Image via ClipartFest.com

But it’s another story when you have a chronic illness. Their abilities to put you back together don’t help when lifestyle changes are the best prescription. Sadly, there are major gaps in conventional medical training. Unless doctors have taken extra courses, they know next to nothing about nutrition. When it comes to exercise, they wouldn’t know what to recommend beyond the basics unless they have studied it for themselves. When you have a crick in your neck, they can give you something for the pain, but they aren’t trained in how to adjust your spine.

In essence, medical doctors have been schooled to see health issues as individual problems that require medicine to get rid of the symptoms. They do not have holistic training that looks at the function of body systems and how they interact with each other.

Conventional doctors are schooled in using pharmaceuticals but not herbals, homeopathics, or other forms of more gentle treatment. The cynical part of me would refer back to point #1 about the monetary basis of healthcare. Pharmaceutical companies have huge amounts of profit at stake and put a lot of attention on promoting their products to both patients and doctors. They position pharmaceutical drugs as the only solution to health problems.

Sanity strategies…

  • Be clear about your health biases and preferences. This helps you find the most suitable practitioners for you. For example, if you prefer prescription drugs only as a last resort, ask questions to find out if that is your doctor’s philosophy. If it isn’t, you can decide how you’ll manage that with your doctor or if you’ll look for another who’s a better match. It’s not a question of right or wrong, but whether there’s a fit or not.
  • Assemble a team of practitioners. A family physician is a must. He or she has a unique knowledge base, is able to prescribe pharmaceuticals if you need them, and is your access to the system including hospitals and labs. Other possibilities for your team include a medical doctor with functional training, a naturopathic doctor, Ayurvedic doctor, chiropractor, nutritionist, physiotherapist, Chinese medicine doctor, acupuncturist, massage therapist, psychologist, and energy practitioner.
  • Seek out practitioners before you are in a health crisis, if possible. Consult friends with similar values and preferences for recommendations. You can also find on-line reviews in some cases.
  • Arrange for an introductory meeting. My current GP booked a “meet and greet” appointment with me when I enquired about becoming a patient in her practice. These days there is more emphasis on the patient-doctor relationship. I think it’s fair on both sides to meet before diving in so there is the space to develop rapport.
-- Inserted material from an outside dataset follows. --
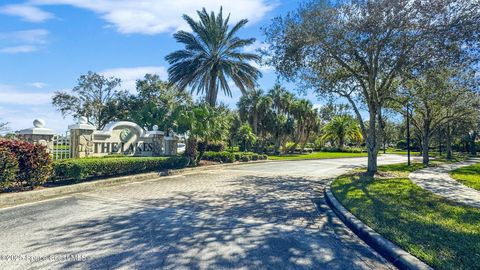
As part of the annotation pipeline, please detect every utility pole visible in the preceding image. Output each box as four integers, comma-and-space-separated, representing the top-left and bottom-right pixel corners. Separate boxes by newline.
407, 102, 411, 166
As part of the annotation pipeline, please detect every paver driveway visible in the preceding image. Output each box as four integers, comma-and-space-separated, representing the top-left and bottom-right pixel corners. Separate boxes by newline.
0, 156, 404, 269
3. Your doctor is confined by the system – e.g. office policies and constraints of the insurance plan that covers your care.

This system can be a brutal workplace for your doctor. In the following video, a family physician shares her experience. This was filmed at Dr. Pamela Wible’s physician retreat. Pamela Wible is a medical doctor who has humanized her medical practice and is on a mission to reduce physician suicide.

This doctor is not alone in her experience. In 2014, Atlantic Magazine investigated the issue of disillusioned doctors. According to “Doctors Tell All—and It’s Bad”

…students (like the doctors they will become) are overworked and overtired, and they realize that there is too much work to be done in too little time. And because the medical-education system largely ignores the emotional side of health care…doctors end up distancing themselves unthinkingly from what they are seeing.

Dr. Daniel Friedland is addressing the issue by providing conscious leadership and resiliency training for healthcare providers. He, like Dr. Wible, is doing his best to help his colleagues navigate the broken system without being broken by it. The question is, just who is fixing the system?